When the muscle fibers are over-stimulated you get a trigger point and the muscles remain in a contracted state, producing pain. Sometimes trigger points can also produce referred pain elsewhere in the body.

Foam rolling can take care of some of those knots and I'm a big fan of them, but sometimes you just have to go deeper and thats where a good ole tennis ball comes in.

A tennis ball gives you the advantage of being much more focused with your soft tissue work compared to a foam roller and allows you to really get in those hard to reach trigger points. You'll know when you've reached it trust me.

At the bottom of the foot, exists the plantar surface (plantar fascia) which is often the source of trouble that communicates up through the rest of the line, referred to as the Superficial Back Line.

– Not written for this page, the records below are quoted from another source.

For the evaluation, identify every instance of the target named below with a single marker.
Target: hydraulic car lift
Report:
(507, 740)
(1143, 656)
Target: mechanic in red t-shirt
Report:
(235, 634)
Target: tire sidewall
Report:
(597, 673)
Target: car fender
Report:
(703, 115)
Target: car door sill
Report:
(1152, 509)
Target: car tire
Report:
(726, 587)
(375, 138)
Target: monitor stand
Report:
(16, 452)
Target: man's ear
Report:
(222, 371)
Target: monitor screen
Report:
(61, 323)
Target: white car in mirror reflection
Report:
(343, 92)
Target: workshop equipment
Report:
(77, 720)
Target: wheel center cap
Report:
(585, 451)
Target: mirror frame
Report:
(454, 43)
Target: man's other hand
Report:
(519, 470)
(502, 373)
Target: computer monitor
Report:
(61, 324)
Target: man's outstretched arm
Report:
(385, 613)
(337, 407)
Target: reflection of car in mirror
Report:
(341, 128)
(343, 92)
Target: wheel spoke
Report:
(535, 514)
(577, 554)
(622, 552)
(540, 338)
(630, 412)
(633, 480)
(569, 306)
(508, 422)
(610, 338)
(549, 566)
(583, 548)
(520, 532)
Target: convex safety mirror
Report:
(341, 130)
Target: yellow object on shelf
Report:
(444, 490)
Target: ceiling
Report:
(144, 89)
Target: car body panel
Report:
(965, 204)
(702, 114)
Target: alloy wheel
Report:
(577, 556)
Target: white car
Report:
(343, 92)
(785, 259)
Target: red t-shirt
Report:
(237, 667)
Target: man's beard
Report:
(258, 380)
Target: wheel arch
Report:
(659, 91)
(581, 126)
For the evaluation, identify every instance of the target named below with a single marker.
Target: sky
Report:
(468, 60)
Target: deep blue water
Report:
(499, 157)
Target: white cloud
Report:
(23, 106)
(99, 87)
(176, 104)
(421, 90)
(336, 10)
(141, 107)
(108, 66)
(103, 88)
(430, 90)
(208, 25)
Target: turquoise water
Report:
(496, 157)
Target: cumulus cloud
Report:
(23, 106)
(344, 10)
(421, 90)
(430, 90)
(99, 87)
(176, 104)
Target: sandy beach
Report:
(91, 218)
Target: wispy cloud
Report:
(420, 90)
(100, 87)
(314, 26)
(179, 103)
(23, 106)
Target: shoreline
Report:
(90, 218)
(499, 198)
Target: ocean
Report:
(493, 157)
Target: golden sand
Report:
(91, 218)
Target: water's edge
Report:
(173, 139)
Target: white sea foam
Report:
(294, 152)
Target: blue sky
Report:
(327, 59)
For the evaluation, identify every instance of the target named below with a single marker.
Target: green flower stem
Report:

The Superficial Back Line (SBL) is a continuous line of myofascial connections which run up the back of the body from the underside of the toes to the forehead.

By manipulating the fascia at the bottom of the feet, you change the status of the fascia all around the body and in a sense, there's a "systemic release" and everything lets go...from the bottom of the feet to the forehead

Just get a tennis ball and start rolling one foot at a time. When you feel a painful spot stop and hold it till you get a release or a 75% reduction of the discomfort.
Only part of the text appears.